The women of Eire keening,
And Cromwell loosed on the land
And O’Neill in his grave clothes lying.
Thoughts of these things’, he writes, ‘flit across the mind, and then the figure gnaws erect, and the face becomes set, as Brian at Clontarf appears to his vision, or Sarsfield at Limerick, of Emmet at Saint Catherine’s Church, or Mitchel in the dock, and the quiet manse at Newry desolate. And so from the valleys, the yellow fields of corn, the circling rivers and cattle dotted meadows; yet to all of Irish birth can never be hidden the crumbling walls of empty farmsteads, the briar grown graveyard, with roofless abbey and broken cross, the gallows hill, the decaying towns with huge barracks and ponderous jails, and the ever-present workhouse’ (happily no longer part of the Irish scene) ‘where no work or industry is ever taught, and from whose walls no good ever came’.
‘All these’, he tells us, ‘are sights from the hills of Ireland, causing the thoughtful to grieve and ponder, and cast his eyes inwards and wonder at the mystery of it all.
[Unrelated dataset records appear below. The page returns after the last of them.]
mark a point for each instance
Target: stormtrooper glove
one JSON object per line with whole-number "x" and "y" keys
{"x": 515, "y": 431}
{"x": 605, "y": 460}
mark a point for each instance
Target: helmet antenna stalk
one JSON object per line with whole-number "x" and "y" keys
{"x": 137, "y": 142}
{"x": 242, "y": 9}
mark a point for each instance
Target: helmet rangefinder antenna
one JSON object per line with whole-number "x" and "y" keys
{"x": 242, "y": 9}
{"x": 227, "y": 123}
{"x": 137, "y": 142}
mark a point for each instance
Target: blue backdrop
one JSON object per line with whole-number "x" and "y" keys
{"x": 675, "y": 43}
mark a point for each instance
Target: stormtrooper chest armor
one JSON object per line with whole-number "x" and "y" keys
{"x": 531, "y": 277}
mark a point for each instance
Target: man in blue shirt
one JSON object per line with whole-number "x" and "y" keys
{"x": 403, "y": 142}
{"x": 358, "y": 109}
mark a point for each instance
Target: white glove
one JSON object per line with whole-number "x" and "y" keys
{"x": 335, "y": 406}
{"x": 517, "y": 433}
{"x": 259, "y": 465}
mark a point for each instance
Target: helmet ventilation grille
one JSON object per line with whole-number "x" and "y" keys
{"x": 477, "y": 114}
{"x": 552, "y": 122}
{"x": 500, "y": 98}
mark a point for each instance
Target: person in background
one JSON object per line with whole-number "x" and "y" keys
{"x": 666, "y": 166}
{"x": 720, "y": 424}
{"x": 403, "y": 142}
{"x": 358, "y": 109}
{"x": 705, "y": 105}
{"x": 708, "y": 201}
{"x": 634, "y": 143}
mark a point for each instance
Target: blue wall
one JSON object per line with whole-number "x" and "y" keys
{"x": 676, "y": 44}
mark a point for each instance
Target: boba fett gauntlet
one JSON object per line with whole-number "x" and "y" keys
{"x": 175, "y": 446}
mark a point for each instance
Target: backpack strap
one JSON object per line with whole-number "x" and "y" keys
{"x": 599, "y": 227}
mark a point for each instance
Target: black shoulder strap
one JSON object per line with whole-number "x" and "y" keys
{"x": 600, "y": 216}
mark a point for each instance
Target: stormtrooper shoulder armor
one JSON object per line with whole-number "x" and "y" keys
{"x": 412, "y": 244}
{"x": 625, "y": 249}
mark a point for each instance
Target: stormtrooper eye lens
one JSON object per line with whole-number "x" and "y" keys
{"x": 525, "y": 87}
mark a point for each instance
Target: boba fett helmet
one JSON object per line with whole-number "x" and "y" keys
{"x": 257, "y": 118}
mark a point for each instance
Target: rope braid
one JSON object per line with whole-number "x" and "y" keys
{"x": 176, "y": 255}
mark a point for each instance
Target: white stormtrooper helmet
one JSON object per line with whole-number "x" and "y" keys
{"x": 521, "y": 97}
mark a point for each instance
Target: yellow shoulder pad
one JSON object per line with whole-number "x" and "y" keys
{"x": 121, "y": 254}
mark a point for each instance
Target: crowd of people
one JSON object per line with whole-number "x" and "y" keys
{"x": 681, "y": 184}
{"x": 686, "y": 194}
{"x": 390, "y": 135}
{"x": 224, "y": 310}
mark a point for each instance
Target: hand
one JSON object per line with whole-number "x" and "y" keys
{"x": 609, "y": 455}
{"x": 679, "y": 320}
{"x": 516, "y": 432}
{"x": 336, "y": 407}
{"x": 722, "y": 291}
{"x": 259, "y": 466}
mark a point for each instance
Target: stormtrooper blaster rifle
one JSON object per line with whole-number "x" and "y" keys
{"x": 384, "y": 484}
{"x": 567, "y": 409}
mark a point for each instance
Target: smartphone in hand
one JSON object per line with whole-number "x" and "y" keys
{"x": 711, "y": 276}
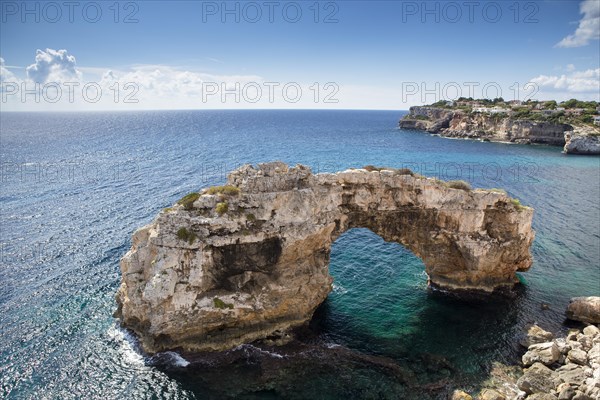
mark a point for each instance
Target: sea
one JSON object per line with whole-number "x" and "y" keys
{"x": 75, "y": 186}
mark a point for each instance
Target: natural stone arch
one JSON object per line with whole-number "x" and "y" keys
{"x": 250, "y": 260}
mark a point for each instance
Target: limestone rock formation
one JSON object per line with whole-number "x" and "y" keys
{"x": 582, "y": 143}
{"x": 459, "y": 124}
{"x": 565, "y": 368}
{"x": 584, "y": 309}
{"x": 249, "y": 260}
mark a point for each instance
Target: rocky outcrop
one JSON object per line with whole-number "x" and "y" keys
{"x": 566, "y": 368}
{"x": 249, "y": 260}
{"x": 582, "y": 143}
{"x": 584, "y": 309}
{"x": 483, "y": 126}
{"x": 574, "y": 374}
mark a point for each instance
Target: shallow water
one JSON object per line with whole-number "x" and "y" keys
{"x": 76, "y": 186}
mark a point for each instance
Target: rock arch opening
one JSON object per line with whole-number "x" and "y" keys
{"x": 255, "y": 254}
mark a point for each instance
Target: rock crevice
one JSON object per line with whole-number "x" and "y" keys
{"x": 250, "y": 260}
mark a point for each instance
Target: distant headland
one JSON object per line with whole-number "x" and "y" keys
{"x": 573, "y": 124}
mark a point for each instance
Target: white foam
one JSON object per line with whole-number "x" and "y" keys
{"x": 126, "y": 347}
{"x": 176, "y": 359}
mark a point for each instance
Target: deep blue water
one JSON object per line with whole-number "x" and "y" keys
{"x": 76, "y": 185}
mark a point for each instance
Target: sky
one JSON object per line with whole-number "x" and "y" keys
{"x": 388, "y": 55}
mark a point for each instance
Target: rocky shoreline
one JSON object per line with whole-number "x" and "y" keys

And as we ponder, a spot of light breaks through the dark clouds, widening and widening with great shafts of light, brightening the hilltops, then the slopes, and finally the valleys, until the whole landscape is radiant with sunshine and buttercups and ceannbhan dance with a newness of life. As yet it may be that only a shaft of light is apparent; may we all live to see the happy day when the whole of our land will be suffused with the light of peace and prosperity.
All this’, he hastens to let us know, ‘has been expressed by a sweet Ulster poet in words far beyond any I can hope to use –
The White Bog Flower
From the dark turf of poverty and home
The white bog cotton like the fairy springs;
Symbol of Ireland, spirit from the earth
To which your heart in loving fondness clings.
We look upon the sadness of the bog,
Of the dark turf beneath the still grey sky,
Pity and sorrow fill our very soul,
And only barren poverty seems nigh.
Yet from this bog the rich brown peat will burn
In fragrant homeliness on lov’d hearths here,
And dancing flowers of strangest whiteness rise,
To tell of Ireland’s spirit life so dear.
So dear to you who from the sad dark land
See dreams of beauty and of vision rise,
Who see the flowers triumph o’er the bog,
The Irish aspiration to the skies.
From love and sorrow beauty comes to birth,
From love and sorrow hope has come to be,
To clasp this land in confidence of joy
O’er mountain, field and bog from sea to sea.
In this booklet from which I have quoted, ‘The Hills of Holy Ireland’, Biggar gave many of the names of people and places in the Irish way ‘ignoring the common English corrupted forms, as it is time in Ireland’, he wrote, ‘we, at least, thus far restored our own’.